With the world championship for drivers now decided, next week’s season-ending Rally Australia is shaping up as one big job interview.
Only Hyundai and Citroen have their 2020 driver line-ups pretty much locked in, meaning there’s all to play for throughout the rest of the WRC pack.
But that’s presuming that Sebastien Ogier stays put in the red team.
In theory, there are three Toyota seats up for grabs now that Ott Tanak has defected to the South Korean squad, Hyundai.
That means Kris Meeke and Jari-Matti Latvala are really auditioning for their own jobs.
Both will be eager to keep the foot flat to the floor in order to prove their worth, but the lure of a second manufacturers’ crown will be of much greater importance to their Japanese team.
Toyota has already lost one battle to Hyundai in the past week. To lose the makes championship as well would be a real poke in the eye.

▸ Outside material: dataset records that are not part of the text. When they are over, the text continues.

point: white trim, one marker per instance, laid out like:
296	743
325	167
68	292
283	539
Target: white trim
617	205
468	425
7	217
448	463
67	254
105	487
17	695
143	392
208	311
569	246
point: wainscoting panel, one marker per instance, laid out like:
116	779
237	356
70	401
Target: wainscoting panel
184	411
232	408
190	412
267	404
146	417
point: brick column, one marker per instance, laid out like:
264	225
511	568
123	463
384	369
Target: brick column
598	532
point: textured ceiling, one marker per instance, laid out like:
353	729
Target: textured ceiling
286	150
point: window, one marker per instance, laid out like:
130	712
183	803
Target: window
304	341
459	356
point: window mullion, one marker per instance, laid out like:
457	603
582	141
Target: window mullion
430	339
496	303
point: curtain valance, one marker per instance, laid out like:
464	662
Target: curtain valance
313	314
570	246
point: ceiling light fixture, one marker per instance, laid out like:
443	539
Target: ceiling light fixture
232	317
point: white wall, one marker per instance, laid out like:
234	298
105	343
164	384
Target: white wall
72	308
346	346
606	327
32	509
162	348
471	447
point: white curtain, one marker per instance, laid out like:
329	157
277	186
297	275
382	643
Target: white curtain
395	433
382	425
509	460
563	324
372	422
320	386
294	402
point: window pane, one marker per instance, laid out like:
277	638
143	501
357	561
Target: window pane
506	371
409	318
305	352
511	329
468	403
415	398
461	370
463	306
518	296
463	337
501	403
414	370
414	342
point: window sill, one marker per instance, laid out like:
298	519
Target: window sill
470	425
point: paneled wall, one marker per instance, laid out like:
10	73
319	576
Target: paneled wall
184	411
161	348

Craig Breen has been brought in to replace Andreas Mikkelsen at Hyundai, which could mean that the Irishman has a part-time drive with the team next year, or that Mikkelsen is on the move somewhere else. Or both.

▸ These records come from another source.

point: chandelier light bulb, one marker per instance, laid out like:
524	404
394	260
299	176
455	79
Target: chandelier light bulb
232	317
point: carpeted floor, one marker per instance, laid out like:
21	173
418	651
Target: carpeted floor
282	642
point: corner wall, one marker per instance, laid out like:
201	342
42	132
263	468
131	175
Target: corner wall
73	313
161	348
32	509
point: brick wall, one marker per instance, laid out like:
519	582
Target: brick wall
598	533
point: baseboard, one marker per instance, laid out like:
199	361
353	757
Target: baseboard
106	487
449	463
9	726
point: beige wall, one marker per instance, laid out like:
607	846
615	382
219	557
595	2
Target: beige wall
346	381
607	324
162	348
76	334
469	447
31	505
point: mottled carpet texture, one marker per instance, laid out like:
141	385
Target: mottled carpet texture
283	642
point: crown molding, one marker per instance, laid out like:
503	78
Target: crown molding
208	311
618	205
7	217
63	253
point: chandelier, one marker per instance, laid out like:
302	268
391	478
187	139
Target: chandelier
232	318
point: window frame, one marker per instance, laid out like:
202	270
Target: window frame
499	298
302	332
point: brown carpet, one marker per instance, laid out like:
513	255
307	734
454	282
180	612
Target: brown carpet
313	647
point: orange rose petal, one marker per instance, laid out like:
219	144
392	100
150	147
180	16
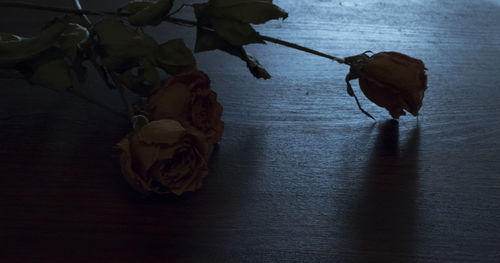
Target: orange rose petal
161	132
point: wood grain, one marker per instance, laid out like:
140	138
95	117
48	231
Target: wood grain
300	175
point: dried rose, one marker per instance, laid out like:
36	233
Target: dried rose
188	98
391	80
163	157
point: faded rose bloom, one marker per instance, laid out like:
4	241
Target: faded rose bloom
163	157
188	98
391	80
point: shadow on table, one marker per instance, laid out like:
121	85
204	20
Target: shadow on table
385	216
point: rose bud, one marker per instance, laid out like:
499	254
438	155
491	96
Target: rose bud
391	80
188	98
163	157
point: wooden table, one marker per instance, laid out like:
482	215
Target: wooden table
300	175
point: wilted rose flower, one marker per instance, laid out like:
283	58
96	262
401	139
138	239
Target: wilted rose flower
391	80
163	157
188	98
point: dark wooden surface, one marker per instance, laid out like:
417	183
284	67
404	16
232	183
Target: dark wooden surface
300	175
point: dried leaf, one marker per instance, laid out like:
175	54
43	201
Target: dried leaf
234	31
51	70
174	57
122	47
133	7
14	49
247	11
209	40
152	14
72	39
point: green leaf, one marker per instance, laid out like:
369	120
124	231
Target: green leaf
72	39
175	57
209	40
133	7
144	81
151	15
256	68
9	37
51	70
247	11
236	33
121	46
14	49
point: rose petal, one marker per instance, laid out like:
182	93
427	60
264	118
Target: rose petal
161	132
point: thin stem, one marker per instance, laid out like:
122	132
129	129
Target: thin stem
169	19
123	94
302	48
103	74
53	8
269	39
97	103
177	10
79	7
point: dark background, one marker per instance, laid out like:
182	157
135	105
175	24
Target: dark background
300	175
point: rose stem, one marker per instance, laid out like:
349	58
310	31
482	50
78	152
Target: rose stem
97	103
170	19
102	71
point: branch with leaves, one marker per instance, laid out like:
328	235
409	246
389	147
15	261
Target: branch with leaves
180	120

Then there’s our own Hayden Paddon, making his World Rally Car return with M-Sport.
Like everyone else in the pack, Paddon will be keen to impress, but more than any of the others, he’ll be up against it given his lack of seat time at the top level in 2019.

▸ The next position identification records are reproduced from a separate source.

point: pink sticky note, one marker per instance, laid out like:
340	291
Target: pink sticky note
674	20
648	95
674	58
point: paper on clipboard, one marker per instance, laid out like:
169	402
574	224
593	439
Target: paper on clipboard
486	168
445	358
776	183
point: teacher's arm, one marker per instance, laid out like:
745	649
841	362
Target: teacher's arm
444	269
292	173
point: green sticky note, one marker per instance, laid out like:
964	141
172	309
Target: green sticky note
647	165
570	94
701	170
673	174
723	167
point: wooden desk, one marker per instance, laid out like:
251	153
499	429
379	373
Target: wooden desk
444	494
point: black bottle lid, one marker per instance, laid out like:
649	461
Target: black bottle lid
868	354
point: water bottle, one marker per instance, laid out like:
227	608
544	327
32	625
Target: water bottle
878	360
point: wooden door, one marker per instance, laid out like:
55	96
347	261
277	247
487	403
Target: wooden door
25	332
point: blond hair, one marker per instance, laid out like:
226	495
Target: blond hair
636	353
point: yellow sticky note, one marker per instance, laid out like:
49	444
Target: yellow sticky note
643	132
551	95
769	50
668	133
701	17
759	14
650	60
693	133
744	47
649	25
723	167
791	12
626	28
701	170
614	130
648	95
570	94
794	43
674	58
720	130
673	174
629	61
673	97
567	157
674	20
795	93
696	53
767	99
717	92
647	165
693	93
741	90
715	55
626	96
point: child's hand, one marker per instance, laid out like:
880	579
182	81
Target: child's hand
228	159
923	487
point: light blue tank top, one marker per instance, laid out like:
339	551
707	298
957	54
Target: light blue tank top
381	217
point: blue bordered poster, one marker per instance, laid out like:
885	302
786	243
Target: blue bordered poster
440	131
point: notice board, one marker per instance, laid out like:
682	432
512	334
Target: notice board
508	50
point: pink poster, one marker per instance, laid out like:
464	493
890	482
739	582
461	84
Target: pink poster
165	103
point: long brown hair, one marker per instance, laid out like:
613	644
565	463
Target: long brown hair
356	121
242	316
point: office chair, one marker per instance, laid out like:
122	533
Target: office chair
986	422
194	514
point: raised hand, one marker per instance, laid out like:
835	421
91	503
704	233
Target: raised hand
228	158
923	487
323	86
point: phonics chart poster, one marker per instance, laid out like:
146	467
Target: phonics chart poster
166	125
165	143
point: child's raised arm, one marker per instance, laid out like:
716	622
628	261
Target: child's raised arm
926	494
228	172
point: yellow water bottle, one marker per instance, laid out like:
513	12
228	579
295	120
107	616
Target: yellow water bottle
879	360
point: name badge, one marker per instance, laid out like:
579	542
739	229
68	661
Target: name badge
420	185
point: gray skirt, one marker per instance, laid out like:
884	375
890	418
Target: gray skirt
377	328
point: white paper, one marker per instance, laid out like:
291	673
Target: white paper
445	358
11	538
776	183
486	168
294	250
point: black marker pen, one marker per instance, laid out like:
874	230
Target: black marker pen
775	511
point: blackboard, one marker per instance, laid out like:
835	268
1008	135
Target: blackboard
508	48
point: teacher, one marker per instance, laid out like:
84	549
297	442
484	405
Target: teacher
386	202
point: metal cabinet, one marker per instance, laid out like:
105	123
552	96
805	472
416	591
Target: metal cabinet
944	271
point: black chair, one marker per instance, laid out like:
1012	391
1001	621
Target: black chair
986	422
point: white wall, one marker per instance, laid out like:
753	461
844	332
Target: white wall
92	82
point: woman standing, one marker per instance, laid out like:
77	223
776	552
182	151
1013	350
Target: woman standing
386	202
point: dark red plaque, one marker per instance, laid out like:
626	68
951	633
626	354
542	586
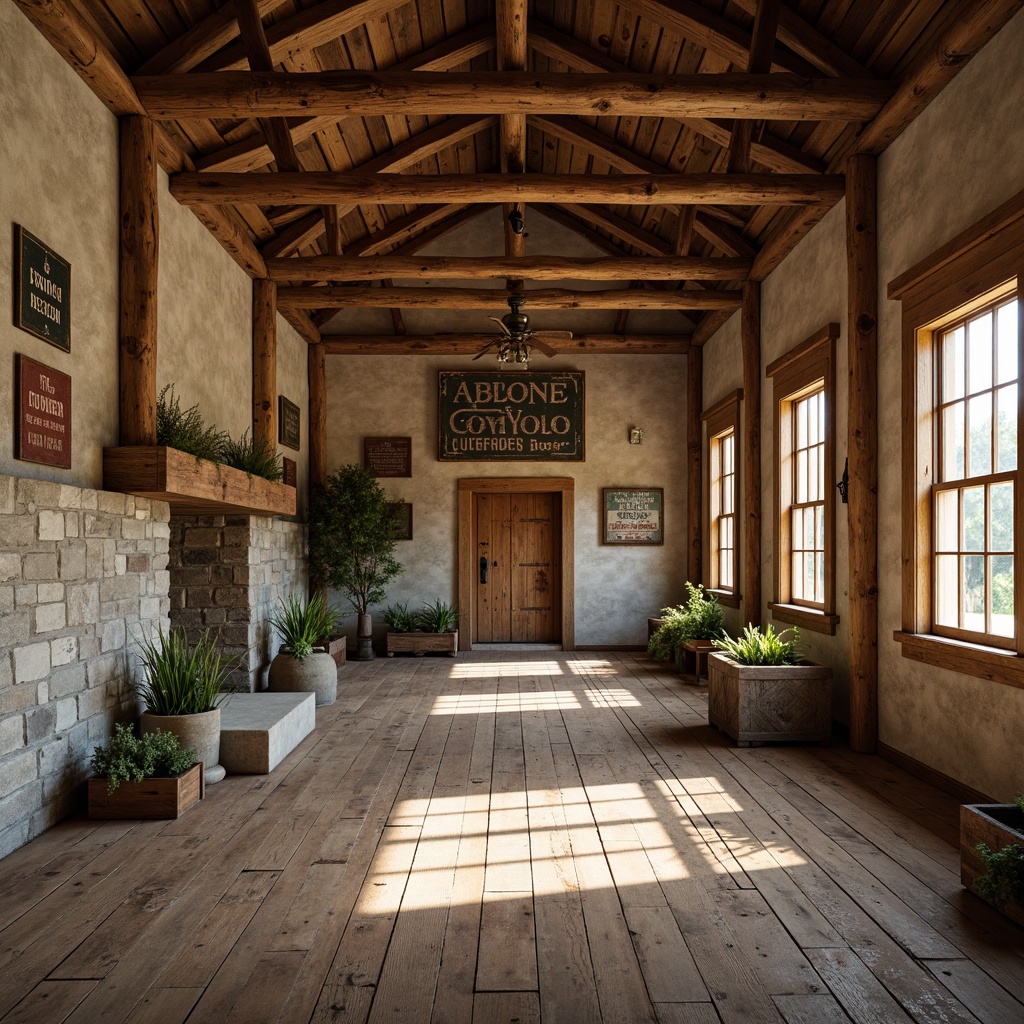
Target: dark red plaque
43	426
388	456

His M-Sport team-mate, Teemu Suninen, has been largely unimpressive this season, while Elfyn Evans has shown glimpses of the form that saw him win Rally GB back in 2017.
Paddon’s best chance of a return would appear to be if he could bring considerable money to the team he drives for, but that’s seems an unlikely scenario.
M-Sport’s current young driver, Gus Greensmith, is heavily funded by his father, and if a third Fiesta was up for grabs next season then, as always, money speaks the loudest.
That’s all a few weeks away though, and for the moment, everyone is concentrating on the job at hand, and getting the best possible result at Rally Australia.
Everyone wants to win, but playing the smart game and doing what’s right for the team may well do a driver’s chances of a future contract more good than crashing while leading.
It’s a balancing act as precarious as road position on a dry, dusty gravel stage – something that will be a key to a good result in Australia.
On the long first day at Coffs Harbour, Paddon will start last of the World Rally Cars.
If much-needed rain doesn’t soak the coastal stages between now and Friday week, that could play right into the Kiwi’s hands.